Price boom far from over in $450bn Danish mortgage market

 

Bloomberg

After half a decade of negative interest rates, Denmark’s housing market looks like it can only move in one direction: up. Michael Rasmussen, the chief executive officer of Nykredit Realkredit A/S, the biggest Danish mortgage lender, says the “tailwind” looks like it will last.
“We have a strong real estate market and we, of course, benefit from that. I still see a low interest-rate environment for some period and I also see a pretty healthy real estate market, at least for the rest of the season.”
Denmark has had negative central bank rates since the middle of 2012, which is longer than any other country on the planet. The policy has done little to feed consumer prices, with inflation at 1.1 percent in April.
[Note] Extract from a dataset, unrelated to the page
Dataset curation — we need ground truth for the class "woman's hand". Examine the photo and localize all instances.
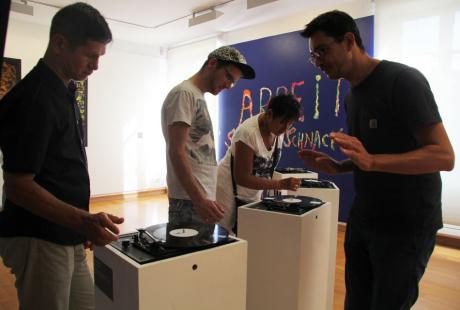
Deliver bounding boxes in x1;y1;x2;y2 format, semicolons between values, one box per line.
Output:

Though a four-year high, the reading follows an extended period of disinflation and is considerably lower than the 4 percent price gains Denmark saw in mid-2008.
But with short-term home loans available at negative interest rates in Denmark, the monetary environment has created a frothy property market. After crashing in 2008, the Danish housing market has made a convincing comeback. Copenhagen saw a 12 percent annual increase in apartment prices in April, which Nykredit analyst Jacob Isaksen characterized as a “surprising acceleration” from 10 percent in October. House prices are now approaching a 2007 pre-crisis peak, while apartment prices are about 10 percent above the high they reached before the market crashed. (From peak to trough, Denmark’s house prices collapsed more than 30 percent once the last bubble burst at the height of the global financial crisis.)